Language is how we externalize our thoughts and ideas and – yes – our feelings. To make language "work," we have evolved conventions of use – certain agreed-upon principles that enable us to use language efficiently and to understand one another. These conventions are what we call "grammar." It is not, as an increasing number of people seem to think it is, a bothersome set of rules created in a vacuum. Even the least grammatically knowledgeable among us recognizes, for example, that if we were to arrange words in utterly random order, we would have nothing more than a series of noises that have little meaning.
Although these conventions evolve (language is dynamic, not static) and we must be flexible enough to accommodate changing conventions, we embark on a hazardous path toward linguistic anarchy when we declare that the prevailing conventions do not matter at all and are not worth teaching and learning. Syntax matters; therefore, grammar matters.
I can think of many reasons for the "don't know / don't care" viewpoint, including the misconception that rules of grammar are abstractions that have no application in the real world. We can use language very well, thank you, without knowing anything about its mechanics, just as we can manipulate physical objects with no knowledge of physics. That analogy doesn't quite hold up. Certainly, we can muddle along without this knowledge, but we cannot use the tool of language as effectively without some understanding of grammar as we can with it.

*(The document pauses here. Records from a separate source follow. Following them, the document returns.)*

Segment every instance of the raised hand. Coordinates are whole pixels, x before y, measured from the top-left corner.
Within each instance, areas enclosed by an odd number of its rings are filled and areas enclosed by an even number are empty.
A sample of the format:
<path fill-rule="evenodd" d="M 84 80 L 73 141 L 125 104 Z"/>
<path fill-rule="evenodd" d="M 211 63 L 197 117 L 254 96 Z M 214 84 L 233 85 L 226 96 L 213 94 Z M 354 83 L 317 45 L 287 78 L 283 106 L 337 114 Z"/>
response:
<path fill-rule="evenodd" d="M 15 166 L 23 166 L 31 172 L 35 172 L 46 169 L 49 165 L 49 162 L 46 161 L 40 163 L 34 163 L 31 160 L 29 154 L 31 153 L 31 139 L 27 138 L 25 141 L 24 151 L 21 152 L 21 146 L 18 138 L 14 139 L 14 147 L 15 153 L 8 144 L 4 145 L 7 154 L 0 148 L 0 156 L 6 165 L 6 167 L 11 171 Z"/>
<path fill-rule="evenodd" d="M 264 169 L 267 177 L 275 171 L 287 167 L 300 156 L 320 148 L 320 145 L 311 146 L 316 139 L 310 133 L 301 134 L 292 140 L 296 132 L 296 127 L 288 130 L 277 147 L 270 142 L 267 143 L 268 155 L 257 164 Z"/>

Another reason for the indifference, and even hostility, to correct English is that some of the advocates of proper grammar and usage go too far to the other extreme. By their inflexibility and insistence upon rules for the sake of rules, they encourage opposition. While no respectable grammarian wants to cheer on the kind of sloppiness that has been emerging in recent decades, we need to allow for levels of propriety. In some circumstances, complete adherence to the most formal conventions is appropriate; in others, we need to be willing to allow a more relaxed application of conventions. Sometimes language wears its formal attire; sometimes it lounges about in more casual dress. Nevertheless, it's worthwhile to have access to dress clothes in our linguistic closets, even of we are more comfortable in casual, everyday attire. That doesn't mean that we should dress like slobs because we don't know how to dress ourselves properly or don't care.
We will always bend the rules and sometimes break them. However, that's no reason not to understand what the rules are. There's a vast difference between simple ignorance (not knowing) and the arrogance of choosing to remain ignorant. The latter is a manifestation of stupidity.